JERUSALEM, Dec. 21 (JTA) — Former Prime Minister Shimon Peres’ decision not to run for premier in Israel’s Feb. 6 elections has left Israeli voters with just two candidates: Prime Minister Ehud Barak and Likud Party chairman Ariel Sharon.
Peres becomes the second former premier in a week to throw the political scene into turmoil by announcing his candidacy, only to recant days later.
His decision follows the strange spectacle of former Prime Minister Benjamin Netanyahu, who announced his triumphal return to politics, urged his party to vote against a law allowing him to run, and then pulled out of the race when Parliament refused to disband.
Peres, an architect of the peace process with the Palestinians, is reviled by many right-wing Israelis as dangerously conciliatory.
Hoping to challenge Barak from the left, Peres failed to garner the 10 Knesset supporters needed to put his name on the ballot, as the far-left Meretz Party — Peres’ natural constituency — urged him to unite with Barak.
That leaves only two former generals, both of whom have security credentials — always key with Israeli voters, especially given the current Israeli- Palestinian violence — but also significant negatives.
Barak, Israel’s most-decorated soldier, is a former army chief of staff who earned his wings in daring commando raids behind enemy lines and years ago laid out a visionary plan to modernize the Israel Defense Forces.
Sharon is a veteran of all of Israel’s wars, and distinguished himself as a brilliant strategist during the Sinai campaigns of 1967 and 1973.
Neither candidate lacks for detractors, however.
Elected in a landslide just 18 months ago, Barak, 58, alienated supporters and opponents alike with his allegedly autocratic and paranoid governing style, sidelining the Labor Party’s elder statesmen — such as Peres — and taking little counsel.
A gifted chess player, tinkerer and classical musician with a graduate degree from Stanford, he angered secular voters by abandoning campaign pledges to tackle Israel’s social problems, choosing instead to woo religious backing for his diplomatic strategy.
That effort ultimately failed, as the religious parties bolted Barak’s coalition one by one and his bold peace overtures to Syria and the Palestinian Authority crumbled into dust, on one front, and violence on the other.

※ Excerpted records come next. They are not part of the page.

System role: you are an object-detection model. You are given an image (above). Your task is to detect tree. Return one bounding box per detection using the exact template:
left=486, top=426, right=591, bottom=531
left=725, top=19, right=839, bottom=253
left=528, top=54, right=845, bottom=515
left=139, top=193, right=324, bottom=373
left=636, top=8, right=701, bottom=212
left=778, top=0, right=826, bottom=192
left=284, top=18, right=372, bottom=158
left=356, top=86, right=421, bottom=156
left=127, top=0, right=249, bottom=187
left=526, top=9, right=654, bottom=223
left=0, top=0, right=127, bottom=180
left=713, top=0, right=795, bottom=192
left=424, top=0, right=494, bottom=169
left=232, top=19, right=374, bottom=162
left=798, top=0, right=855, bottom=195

In the end, Barak’s quick descent from broad mandate to minority government could be attributed to one main factor: people skills.
Sharon, 72, nicknamed “Bulldozer” for his girth and determination, has served in six Cabinet posts over the years but has never challenged for the top spot.
Even the most ardent peaceniks admit that when Sharon directed the West Bank settlement campaign under then-Prime Minister Menachem Begin 20 years ago, he demonstrated a brilliant strategic vision — evilly brilliant to those who see the placement of the settlements as one of the main obstacles to peace with the Palestinians.
It was with that same determination that Sharon almost single-handedly led Israel into the Lebanon War in 1982, allegedly deceiving Begin into approving a modest military campaign that masked grandiose regional goals.
He was forced to step down as defense minister when a government commission found him indirectly responsible for the massacre of Palestinians in the Sabra and Shatila refugee camps, having failed to foresee the carnage when Israel’s Lebanese Christian allies were allowed into the Palestinian camps.
Sharon’s past leads many Palestinians, and some Western governments, to depict him as a fire-breathing warmonger. In power, however, he often has displayed a surprising pragmatism, ordering the traumatic evacuation of Yamit in northern Sinai as part of the peace treaty with Egypt, and signing off on the 1998 Wye Accords with the Palestinians as Netanyahu’s foreign minister.
In the campaign, Sharon is expected to portray Barak as inexperienced and his broad peace concessions as irresponsible.
Barak, for his part, likely will warn that a Sharon victory will mean the end of the peace process.